As a way of trying to comfort Benjamin and ease his integration into the new world, the guide assigned to him puts an ingenious twist into what he is finding by saying ‘We are all capitalists, as we are living off the shared capital of the planet and universe’. He is then pulled into the drama of a small group of ‘renegades’ who seek (unsuccessfully) to sabotage things and return the world to its old competitive ways, but he comes out the other side in clear opposition to this and in support of a ‘borderless globe’, where, in words that he himself now utters, there is ‘seamless harmony between humans and nature’, where everyone leads ‘their own versions of a good life, respecting each other and the planet’. All this lends some genuine ‘human interest’ to what might otherwise be an accumulation of dry technological detail and, in fact, manages to make the book something of a page turner, its 200-odd pages having been devoured by the current writer in a single sitting.
How do we get there?
There is clearly some comparison to be made here with other attempts at depicting life and organisation in a future non-market society of voluntary cooperation and free access. For many it will bring to mind, for example, William Morris’s late 19th century News from Nowhere, Robert Llewellyn’s News from Gardenia from 2012, and, in particular, the very recent attempt by Troy Vettese and Drew Pendergrass (Half-Earth Socialism: A Plan to Save the Future from Extinction, Climate Change and Pandemics) to provide a kind of day-to-day outline of what a future society ‘without money or a market’ might be like, something they call ‘a total alternative to capitalism’ and offering, as the authors put it, ‘everything from a plan for resource allocation to an outline of what life will feel like’. The main difference between this book and Sandø’s, however, is that, while Vettese and Pendergrass’s depiction is founded on profound knowledge of and reflection on the scientific and technological problems that a marketless society would need to deal with and overcome, Sandø’s vision, while also technological, is far more ‘imaginative’, fantasy-laden one might say. At the same time, it must be said, this is a factor that contributes to its readability.

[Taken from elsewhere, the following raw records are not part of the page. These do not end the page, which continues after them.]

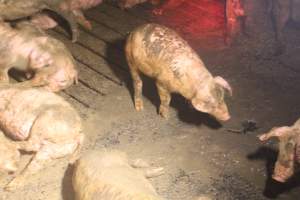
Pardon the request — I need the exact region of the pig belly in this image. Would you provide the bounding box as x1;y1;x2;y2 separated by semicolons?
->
0;90;62;140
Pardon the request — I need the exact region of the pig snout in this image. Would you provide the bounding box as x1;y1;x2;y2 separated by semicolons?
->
211;105;230;121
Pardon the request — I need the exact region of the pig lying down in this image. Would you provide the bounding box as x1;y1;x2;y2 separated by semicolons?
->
0;0;102;42
72;150;162;200
31;0;102;33
0;22;77;92
125;24;232;121
117;0;161;9
259;119;300;182
0;85;84;190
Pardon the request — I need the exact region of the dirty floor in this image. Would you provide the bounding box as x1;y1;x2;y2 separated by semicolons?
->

From a socialist point of view, the main problem that arises from Sandø’s book – and indeed the others mentioned here, including William Morris’s classic – is that none of them deal effectively with the ‘how’, ie, how we get there. None of them specify the spreading of consciousness by the vast majority of workers as the prime condition – the sole condition – under which a socially conscious working class can, by democratic use of the vote, take the power necessary to abolish capitalism and set about organising a genuine socialist society of the kind looked forward to by all these sources – even if they do not all necessarily use the term ‘socialism’ to describe it.